Rz. 584

Verfassungsrechtlich ist die Einführung einer solchen Kostenersatznorm dem Grunde nach nicht zu beanstanden, da die Erbrechtsgarantie nicht das (unbedingte) Recht gewährleistet, den Eigentumsbestand von Todes wegen ungemindert auf Dritte zu übertragen.[963] Allerdings ist fraglich, ob sich angesichts der Abschaffung der Erbenhaftung in § 35 SGB II, der Ausnahmen zur Erbenhaftung in § 102 Abs. 5 SGB XII selbst und der Nichtaufnahme der sozialhilferechtlichen Erbenhaftung in die Eingliederungshilfe des SGB IX die Ungleichbehandlung zu den verbliebenen Fällen noch begründen lässt. Warum haften die Erben, wenn der Leistungsbezieher seine Existenz durch Hilfe zum Lebensunterhalt statt durch Grundsicherung sichern musste? Hinsichtlich eines aus einer selbstbewohnten Immobilie bestehenden Schonvermögens führt die Differenzierung nämlich zu dem eigenartigen Ergebnis, dass dauerhaft voll erwerbsgeminderte und über 65-jährige Leistungsbezieher von Grundsicherungsleistungen dieses Schonvermögen ohne weiteres vererben können, zeitweise voll Erwerbsgeminderte aber nicht.
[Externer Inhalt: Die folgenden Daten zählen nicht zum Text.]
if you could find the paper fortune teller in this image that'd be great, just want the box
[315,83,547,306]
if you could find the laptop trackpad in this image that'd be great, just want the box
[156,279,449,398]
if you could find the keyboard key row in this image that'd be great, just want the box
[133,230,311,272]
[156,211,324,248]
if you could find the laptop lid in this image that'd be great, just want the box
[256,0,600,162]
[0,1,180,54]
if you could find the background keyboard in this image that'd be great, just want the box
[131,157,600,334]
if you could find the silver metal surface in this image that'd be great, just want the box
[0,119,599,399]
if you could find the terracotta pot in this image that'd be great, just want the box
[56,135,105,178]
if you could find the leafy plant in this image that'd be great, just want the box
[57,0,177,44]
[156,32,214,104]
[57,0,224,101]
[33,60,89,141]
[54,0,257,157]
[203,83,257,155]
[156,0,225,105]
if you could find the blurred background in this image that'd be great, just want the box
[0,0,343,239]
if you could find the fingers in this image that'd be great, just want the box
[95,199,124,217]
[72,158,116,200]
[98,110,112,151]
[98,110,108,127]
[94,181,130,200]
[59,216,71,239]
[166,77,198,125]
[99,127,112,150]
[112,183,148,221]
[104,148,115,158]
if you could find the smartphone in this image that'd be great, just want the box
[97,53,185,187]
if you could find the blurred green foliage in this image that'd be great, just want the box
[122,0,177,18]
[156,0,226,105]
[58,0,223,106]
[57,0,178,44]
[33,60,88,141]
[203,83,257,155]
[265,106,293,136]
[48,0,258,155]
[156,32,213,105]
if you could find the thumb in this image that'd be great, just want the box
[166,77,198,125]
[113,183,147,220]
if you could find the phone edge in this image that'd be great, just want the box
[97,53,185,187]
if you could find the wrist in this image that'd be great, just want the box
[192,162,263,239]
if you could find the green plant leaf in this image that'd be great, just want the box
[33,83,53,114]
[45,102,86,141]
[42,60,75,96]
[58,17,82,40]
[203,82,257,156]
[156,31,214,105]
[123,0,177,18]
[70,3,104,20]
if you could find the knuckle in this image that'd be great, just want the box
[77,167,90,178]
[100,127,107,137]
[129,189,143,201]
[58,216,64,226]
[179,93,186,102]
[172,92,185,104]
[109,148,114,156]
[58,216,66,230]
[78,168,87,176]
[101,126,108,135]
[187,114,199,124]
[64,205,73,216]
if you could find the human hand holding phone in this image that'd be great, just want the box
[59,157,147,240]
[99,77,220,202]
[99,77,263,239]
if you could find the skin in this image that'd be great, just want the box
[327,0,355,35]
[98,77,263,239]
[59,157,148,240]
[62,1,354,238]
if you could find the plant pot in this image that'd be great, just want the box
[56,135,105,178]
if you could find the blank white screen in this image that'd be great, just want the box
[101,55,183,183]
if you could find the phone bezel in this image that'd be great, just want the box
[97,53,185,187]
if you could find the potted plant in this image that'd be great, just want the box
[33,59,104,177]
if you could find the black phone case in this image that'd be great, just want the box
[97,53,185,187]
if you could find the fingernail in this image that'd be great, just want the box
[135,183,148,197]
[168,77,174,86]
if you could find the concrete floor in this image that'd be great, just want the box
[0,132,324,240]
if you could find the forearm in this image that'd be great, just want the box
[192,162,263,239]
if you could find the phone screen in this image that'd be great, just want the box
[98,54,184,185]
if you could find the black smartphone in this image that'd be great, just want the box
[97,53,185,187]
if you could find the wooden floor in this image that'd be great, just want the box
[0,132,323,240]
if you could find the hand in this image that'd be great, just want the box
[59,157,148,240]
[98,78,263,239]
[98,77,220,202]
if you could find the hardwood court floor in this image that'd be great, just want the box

Warum wird vom überlebenden Ehegatten kein Kostenersatz verlangt, von seinen Erben, falls er vorverstirbt aber schon?

 

Rz. 585

Die Beispiele zeigen, dass das Nachrangprinzip in den Systemen der sozialen Sicherung nicht konsequent durchgehalten ist und letztendlich das Problem des Erbens in Familien mit Beziehern nachrangiger Sozialleistungen nicht mehr wirklich durchdacht und normiert ist. Die Ergebnisse wirken jedenfalls beliebig.[964]

[963] BVerfG v. 22.6.1995 – Az.: 2 BvR 552/91, BVerfGE 93, 165, 174; BVerfG v. 28.10.1997 – Az.: 1 BvR 1644/94, NJW 1998, 743; ausführlich Oestreicher/Decker, SGB II/SGB XII, § 102 Rn 15, 16.
[964] Ebenso Bieritz-Harder/Conradis/Thie/Conradis, LPK-SGB XII, § 102 Rn 21.